By Liz Moyer
Investing.com -- Teladoc got a boost during the pandemic when people were doing most everything online, including seeing the doctor.
But increasing competition is creating a crowded field. Guggenheim analysts cut their rating of Teladoc Inc (NYSE:TDOC) to sell from neutral with a price target of $25, saying adjusted earnings and revenue growth would be pressured by its exposure to the consumer segment, which contributes 40% of sales.
Not all analysts agree. Just last week, D.A. Davidson started covering Teladoc with a buy rating and price target of $45, saying the company had “established itself” as a leader in telehealth.
Shares of Teladoc fell 8% on Wednesday and are down about 61% for the year.
Several larger competitors are casting a shadow over the primary care market. Amazon.com Inc (NASDAQ:AMZN) has a $4 billion deal to acquire One Medical, a primary care operator that offers telehealth.
CVS Health Corp (NYSE:CVS) also wants to move into primary care, once thought to be a suitor for One Medical and now thought to be looking to buy Signify Health Inc (NYSE:SGFY).

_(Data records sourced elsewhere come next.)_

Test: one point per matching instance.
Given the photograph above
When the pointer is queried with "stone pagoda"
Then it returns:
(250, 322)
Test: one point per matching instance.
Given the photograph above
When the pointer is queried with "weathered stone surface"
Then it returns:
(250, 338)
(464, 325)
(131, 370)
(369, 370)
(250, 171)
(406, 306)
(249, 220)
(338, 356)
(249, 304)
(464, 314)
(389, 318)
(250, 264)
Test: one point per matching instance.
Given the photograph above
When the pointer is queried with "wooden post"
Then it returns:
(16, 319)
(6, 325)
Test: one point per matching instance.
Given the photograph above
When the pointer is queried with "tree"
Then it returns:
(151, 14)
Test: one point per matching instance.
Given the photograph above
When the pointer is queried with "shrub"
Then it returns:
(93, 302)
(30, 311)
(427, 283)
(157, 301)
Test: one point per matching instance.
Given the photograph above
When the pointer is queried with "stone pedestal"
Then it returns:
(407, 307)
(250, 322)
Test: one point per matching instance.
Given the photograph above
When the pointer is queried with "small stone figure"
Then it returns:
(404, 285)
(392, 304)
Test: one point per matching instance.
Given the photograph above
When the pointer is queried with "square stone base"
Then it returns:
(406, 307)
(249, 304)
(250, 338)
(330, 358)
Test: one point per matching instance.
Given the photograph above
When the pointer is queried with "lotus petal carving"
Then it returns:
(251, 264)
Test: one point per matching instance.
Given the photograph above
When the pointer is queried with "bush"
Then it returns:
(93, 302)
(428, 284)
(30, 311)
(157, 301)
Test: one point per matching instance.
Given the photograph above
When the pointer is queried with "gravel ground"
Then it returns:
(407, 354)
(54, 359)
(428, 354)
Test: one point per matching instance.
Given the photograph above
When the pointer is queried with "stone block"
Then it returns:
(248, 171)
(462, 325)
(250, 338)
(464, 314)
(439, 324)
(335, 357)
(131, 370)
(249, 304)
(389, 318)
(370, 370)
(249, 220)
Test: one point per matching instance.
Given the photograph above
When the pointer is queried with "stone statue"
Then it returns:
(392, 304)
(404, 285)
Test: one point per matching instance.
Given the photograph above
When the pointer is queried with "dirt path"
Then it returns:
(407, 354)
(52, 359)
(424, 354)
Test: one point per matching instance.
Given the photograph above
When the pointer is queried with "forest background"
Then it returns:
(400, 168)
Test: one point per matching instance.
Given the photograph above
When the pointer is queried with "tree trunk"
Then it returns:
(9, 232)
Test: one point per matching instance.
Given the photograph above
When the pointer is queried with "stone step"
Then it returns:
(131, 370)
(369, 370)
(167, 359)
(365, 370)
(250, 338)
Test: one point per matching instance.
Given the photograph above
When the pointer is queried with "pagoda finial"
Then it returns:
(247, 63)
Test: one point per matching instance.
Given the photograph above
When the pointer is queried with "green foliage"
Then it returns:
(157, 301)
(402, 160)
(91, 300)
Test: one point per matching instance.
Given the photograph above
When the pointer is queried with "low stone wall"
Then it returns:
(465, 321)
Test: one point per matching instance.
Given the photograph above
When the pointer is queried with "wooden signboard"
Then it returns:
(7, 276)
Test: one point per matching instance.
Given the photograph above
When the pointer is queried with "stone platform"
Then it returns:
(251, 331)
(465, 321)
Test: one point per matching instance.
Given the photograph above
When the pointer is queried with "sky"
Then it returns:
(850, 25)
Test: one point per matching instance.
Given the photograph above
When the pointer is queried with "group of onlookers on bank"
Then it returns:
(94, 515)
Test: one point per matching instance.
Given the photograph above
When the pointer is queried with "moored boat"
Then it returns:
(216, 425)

Walmart Inc (NYSE:WMT) operates nearly two-dozen health centers in its stores, including primary care. And rival Walgreens Boots Alliance Inc (NASDAQ:WBA) put $5 billion into primary care operator VillageMD in a deal last year.
There are also American Well Corp (NYSE:AMWL) and MDLive operating in the telehealth space. AmWell this month was chosen by CVS to operate its virtual primary care offering.
Shares of AmWell are down 22% this year.